Diferentemente dos aeroportos, onde a Infraero tinha uma rede única em todo o país, as Docas cuidam separadamente dos portos em seus Estados e a experiência internacional de gestão privada da macroestrutura portuária é bastante limitada.

O que deve avançar, no entanto, são os primeiros três leilões de novos portos públicos. O de Manaus, com foco na movimentação de contêineres, deve ser o primeiro. Em seguida, devem ser leiloados os projetos de um porto de águas profundas, no Espírito Santo, e do Porto Sul, na região de Ilhéus, na Bahia. Também pode ir a licitação o porto de Imbituba, em Santa Catarina, o único administrado atualmente pela iniciativa privada, e cujo contrato de concessão expira ainda em 2012.
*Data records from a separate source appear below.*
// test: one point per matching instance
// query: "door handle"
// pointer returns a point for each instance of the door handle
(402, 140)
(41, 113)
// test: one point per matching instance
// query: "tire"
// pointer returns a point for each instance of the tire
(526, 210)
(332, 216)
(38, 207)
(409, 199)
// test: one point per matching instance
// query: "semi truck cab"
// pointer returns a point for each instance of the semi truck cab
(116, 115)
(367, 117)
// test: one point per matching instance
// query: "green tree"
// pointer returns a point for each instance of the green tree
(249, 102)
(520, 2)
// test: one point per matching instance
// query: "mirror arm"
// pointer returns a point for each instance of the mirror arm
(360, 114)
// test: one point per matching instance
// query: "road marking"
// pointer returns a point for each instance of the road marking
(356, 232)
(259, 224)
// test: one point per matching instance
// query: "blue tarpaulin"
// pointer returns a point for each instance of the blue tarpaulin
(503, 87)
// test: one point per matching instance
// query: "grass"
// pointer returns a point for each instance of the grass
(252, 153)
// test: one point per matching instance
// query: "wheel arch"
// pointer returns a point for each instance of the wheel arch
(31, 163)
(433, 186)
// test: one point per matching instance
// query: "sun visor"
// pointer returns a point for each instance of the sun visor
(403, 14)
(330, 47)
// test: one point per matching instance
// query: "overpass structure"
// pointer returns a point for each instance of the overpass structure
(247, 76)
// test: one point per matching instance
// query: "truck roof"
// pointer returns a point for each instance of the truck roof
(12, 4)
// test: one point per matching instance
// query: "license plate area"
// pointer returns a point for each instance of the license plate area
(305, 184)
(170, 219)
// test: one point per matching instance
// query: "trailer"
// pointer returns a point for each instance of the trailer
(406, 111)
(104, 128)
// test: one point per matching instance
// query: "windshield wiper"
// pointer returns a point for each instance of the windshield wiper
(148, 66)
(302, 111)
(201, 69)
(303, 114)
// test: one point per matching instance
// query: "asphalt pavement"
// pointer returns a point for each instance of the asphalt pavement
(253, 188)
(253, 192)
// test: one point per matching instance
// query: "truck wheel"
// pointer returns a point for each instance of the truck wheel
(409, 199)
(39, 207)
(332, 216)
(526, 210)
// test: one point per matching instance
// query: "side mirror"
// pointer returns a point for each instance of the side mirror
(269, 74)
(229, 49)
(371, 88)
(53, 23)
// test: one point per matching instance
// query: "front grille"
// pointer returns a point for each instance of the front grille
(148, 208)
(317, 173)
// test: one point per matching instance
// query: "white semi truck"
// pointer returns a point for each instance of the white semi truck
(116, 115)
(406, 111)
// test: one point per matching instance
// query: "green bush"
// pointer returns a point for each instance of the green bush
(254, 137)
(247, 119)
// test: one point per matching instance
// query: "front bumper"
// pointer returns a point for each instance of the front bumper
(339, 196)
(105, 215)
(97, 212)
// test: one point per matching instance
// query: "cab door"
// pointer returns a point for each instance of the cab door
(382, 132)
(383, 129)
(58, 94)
A Antaq já tem pronta uma minuta de resolução, sob análise na Casa Civil, com a modelagem de concessão a ser usada. São, ao todo, 52 artigos. O rascunho da resolução impõe a necessidade de apresentação de estudos de viabilidade técnica e econômica para fixar volumes de cargas a serem atendidos e obrigações de investimentos, define prazo de até 25 anos para as concessões (renováveis por mais 25 anos), estabelece condições para a formação de consórcios e traz regras gerais sobre os contratos.

Ainda não há definição sobre o que determinará os vencedores dos leilões. Cada edital pode ter uma regra diferente. A SEP prefere o critério de menor valor de uma cesta de tarifas. Diante do ágio médio de 347% no leilão dos aeroportos, em fevereiro, a Casa Civil simpatiza com a ideia de uma disputa pela maior outorga.

Três ressalvas devem ser feitas. Há quem defenda, no governo, a inclusão de Aratu (BA) entre os portos a serem concedidos, mas se trata de posição minoritária. Outro ponto importante: o projeto do grupo Terminal Presidente Kennedy na região, em parceria com o Porto de Roterdã, já com protocolo de intenções assinado com o governo capixaba, foi anunciado sem conhecimento prévio da União e só deve ser autorizado como terminal privativo. Como porto público, empreendimento de envergadura maior, deve ser implantado por meio de licitação.

Por fim, há o caso de Imbituba: embora o contrato vença neste ano, nem os estudos de viabilidade para uma nova concessão estão prontos, o que inviabiliza um leilão até dezembro e praticamente assegura uma extensão da outorga do porto em caráter temporário.

O segundo eixo de medidas envolve a licitação de 98 terminais arrendados antes da Lei dos Portos, de 1993, cujos contratos já venceram ou estão por vencer e não podem ser simplesmente prorrogados. São 58 que já expiraram, 27 com prazo estourando em 2012 e outros 13 com duração até 2013. Eles representam quase um terço de todos os arrendamentos e estão espalhados por 15 portos do país.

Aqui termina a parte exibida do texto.